At the studio they want me to do another song picturization, a duet with Mehnaz. Mehnaz is a big name now; it hasn't hurt that she's unusually willing, for a star, to wear what the film industry euphemistically calls “modern dress,” garments so skimpy they make obvious what “traditional” dress used to leave to the imagination. “Modern” is the adjective most commonly applied to Mehnaz, but “willing” is the one I prefer. She's always willing: on the set, with the dance director, and (why be coy about it?) in bed. Everyone looks forward to working with her. Especially me.
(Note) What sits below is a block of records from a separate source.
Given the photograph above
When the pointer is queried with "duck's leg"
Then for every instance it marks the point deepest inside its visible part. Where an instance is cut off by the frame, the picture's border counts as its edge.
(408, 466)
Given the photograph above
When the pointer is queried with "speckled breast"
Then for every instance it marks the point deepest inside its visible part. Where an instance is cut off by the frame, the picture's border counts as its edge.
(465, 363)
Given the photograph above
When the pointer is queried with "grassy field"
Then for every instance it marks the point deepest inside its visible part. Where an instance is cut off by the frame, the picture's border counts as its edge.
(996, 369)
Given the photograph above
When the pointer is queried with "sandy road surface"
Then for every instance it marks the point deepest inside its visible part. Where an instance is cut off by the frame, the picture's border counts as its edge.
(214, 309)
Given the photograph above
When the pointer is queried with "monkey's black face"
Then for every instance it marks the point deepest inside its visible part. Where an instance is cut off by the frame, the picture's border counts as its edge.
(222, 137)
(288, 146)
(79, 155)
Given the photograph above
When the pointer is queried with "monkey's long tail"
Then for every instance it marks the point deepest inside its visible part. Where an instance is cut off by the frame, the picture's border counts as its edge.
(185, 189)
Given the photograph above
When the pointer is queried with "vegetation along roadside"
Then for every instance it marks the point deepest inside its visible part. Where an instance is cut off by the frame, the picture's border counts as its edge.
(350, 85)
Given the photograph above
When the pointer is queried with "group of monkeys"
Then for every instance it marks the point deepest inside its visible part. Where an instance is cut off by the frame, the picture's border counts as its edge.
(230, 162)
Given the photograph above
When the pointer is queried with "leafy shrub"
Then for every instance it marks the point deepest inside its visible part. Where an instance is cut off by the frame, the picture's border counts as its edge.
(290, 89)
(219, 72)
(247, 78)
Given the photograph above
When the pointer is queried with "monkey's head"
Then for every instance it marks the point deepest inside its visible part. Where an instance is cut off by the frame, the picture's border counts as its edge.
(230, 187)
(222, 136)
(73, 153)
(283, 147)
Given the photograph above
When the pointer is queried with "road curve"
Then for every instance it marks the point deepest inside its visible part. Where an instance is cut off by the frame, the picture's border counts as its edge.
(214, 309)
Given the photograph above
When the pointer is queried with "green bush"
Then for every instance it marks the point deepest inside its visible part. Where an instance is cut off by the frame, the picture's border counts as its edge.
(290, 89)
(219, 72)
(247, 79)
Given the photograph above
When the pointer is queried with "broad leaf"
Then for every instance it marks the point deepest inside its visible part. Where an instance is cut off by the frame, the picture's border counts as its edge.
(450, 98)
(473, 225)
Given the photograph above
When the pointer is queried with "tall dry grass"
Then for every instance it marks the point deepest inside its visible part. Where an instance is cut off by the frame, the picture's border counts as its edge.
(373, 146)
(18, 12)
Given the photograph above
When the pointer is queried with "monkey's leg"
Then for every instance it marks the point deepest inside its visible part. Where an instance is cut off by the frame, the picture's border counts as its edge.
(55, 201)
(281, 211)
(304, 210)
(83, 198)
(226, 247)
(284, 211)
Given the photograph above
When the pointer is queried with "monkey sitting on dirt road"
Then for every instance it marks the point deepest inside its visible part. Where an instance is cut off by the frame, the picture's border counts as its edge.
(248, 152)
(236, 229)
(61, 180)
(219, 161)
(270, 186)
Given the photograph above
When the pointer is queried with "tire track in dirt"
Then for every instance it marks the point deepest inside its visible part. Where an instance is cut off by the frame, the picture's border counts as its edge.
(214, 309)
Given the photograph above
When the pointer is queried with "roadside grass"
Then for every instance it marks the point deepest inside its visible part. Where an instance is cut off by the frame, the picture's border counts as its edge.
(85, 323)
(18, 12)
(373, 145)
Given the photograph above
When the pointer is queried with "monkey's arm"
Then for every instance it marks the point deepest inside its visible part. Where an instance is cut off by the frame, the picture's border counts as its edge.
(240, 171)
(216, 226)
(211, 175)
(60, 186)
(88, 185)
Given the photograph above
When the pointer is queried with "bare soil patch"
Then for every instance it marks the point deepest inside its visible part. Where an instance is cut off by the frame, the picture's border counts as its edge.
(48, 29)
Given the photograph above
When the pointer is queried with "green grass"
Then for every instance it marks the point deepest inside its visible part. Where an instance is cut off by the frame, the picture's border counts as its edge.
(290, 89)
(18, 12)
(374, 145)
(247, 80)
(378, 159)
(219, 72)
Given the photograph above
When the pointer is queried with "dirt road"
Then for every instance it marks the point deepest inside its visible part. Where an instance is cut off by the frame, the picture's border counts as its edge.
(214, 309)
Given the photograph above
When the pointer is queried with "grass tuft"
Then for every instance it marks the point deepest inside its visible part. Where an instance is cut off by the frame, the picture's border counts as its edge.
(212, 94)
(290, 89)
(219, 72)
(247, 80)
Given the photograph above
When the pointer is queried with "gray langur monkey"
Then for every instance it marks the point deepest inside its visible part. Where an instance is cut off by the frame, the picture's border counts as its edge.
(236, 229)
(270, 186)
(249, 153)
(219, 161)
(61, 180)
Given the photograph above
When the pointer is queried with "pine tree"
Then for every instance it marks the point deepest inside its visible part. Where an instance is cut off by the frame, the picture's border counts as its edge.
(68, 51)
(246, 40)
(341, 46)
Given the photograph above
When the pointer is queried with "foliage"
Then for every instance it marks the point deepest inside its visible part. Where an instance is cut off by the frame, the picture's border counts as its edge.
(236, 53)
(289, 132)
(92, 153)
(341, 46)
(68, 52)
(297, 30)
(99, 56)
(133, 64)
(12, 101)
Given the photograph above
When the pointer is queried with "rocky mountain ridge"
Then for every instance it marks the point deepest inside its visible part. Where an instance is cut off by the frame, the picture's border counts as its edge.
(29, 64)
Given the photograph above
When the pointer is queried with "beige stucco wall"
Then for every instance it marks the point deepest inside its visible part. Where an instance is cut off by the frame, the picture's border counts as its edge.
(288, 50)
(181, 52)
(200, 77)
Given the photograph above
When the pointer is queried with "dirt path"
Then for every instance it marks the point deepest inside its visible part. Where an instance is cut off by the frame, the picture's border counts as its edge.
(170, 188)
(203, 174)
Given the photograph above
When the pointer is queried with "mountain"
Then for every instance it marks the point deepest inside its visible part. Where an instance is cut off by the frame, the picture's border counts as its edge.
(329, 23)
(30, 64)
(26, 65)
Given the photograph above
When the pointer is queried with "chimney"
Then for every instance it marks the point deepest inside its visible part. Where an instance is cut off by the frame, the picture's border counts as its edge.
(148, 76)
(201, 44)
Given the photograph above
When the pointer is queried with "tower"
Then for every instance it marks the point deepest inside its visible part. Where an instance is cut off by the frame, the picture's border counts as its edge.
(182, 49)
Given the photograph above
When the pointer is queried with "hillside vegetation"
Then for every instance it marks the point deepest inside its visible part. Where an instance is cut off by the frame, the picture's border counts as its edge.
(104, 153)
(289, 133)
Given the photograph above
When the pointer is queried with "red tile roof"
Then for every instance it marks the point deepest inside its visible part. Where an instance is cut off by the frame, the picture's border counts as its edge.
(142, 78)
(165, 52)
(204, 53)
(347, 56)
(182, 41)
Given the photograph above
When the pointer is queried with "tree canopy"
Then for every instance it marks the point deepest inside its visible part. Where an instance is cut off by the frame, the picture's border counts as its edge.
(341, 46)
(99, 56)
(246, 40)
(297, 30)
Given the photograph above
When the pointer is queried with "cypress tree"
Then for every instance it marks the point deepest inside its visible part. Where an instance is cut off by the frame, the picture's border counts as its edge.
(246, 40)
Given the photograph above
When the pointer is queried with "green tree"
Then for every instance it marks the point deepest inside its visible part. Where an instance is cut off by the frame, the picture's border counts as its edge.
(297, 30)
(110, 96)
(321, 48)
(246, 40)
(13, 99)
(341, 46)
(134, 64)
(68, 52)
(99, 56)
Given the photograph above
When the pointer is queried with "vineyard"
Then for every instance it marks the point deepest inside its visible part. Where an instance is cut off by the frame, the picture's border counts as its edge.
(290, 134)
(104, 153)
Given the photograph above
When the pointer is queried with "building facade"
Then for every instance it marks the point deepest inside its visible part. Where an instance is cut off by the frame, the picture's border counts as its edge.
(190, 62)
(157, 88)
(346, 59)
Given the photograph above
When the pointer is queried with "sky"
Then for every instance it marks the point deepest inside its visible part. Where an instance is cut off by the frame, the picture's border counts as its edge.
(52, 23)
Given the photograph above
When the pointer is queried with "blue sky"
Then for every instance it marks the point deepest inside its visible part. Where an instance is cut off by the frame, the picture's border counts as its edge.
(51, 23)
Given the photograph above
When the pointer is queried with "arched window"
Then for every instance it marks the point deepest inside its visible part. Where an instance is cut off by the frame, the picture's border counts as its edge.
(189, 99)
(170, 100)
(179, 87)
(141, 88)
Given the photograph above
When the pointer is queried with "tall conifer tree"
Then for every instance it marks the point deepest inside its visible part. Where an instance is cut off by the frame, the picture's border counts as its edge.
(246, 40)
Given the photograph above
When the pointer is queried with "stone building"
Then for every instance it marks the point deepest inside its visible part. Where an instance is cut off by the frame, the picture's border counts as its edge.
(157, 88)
Old Mohanlal is our director today and he's as anxious as ever, his creased brow revealing nerves as frayed as his cuffs. It looks as if seven has become his standard place on the Mohanlal Scale of High Anxiety. But things have changed. The dance director is a more adventurous soul than was old Gopi Master. He's a Goan called Lawrence who actually has new ideas, in tune with the new music that is sweeping our sound tracks. The traditional techniques of the Gopi Masters have passed away along with the illustrious, semiclassical composer duos who dominated the film world for decades, chubby men with oily hair who thought the violin the last word in modernity. The principles of classical Indian dance don't apply anymore to the snazzy rhythms our popular music directors are now unashamedly plagiarizing from the West. Both the beat and the spirit of the films call for a fresh choreographical approach, and Lawrence is the one who provides the fancy footwork for it. Mohanlal just watches, his face lined in worry and incomprehension.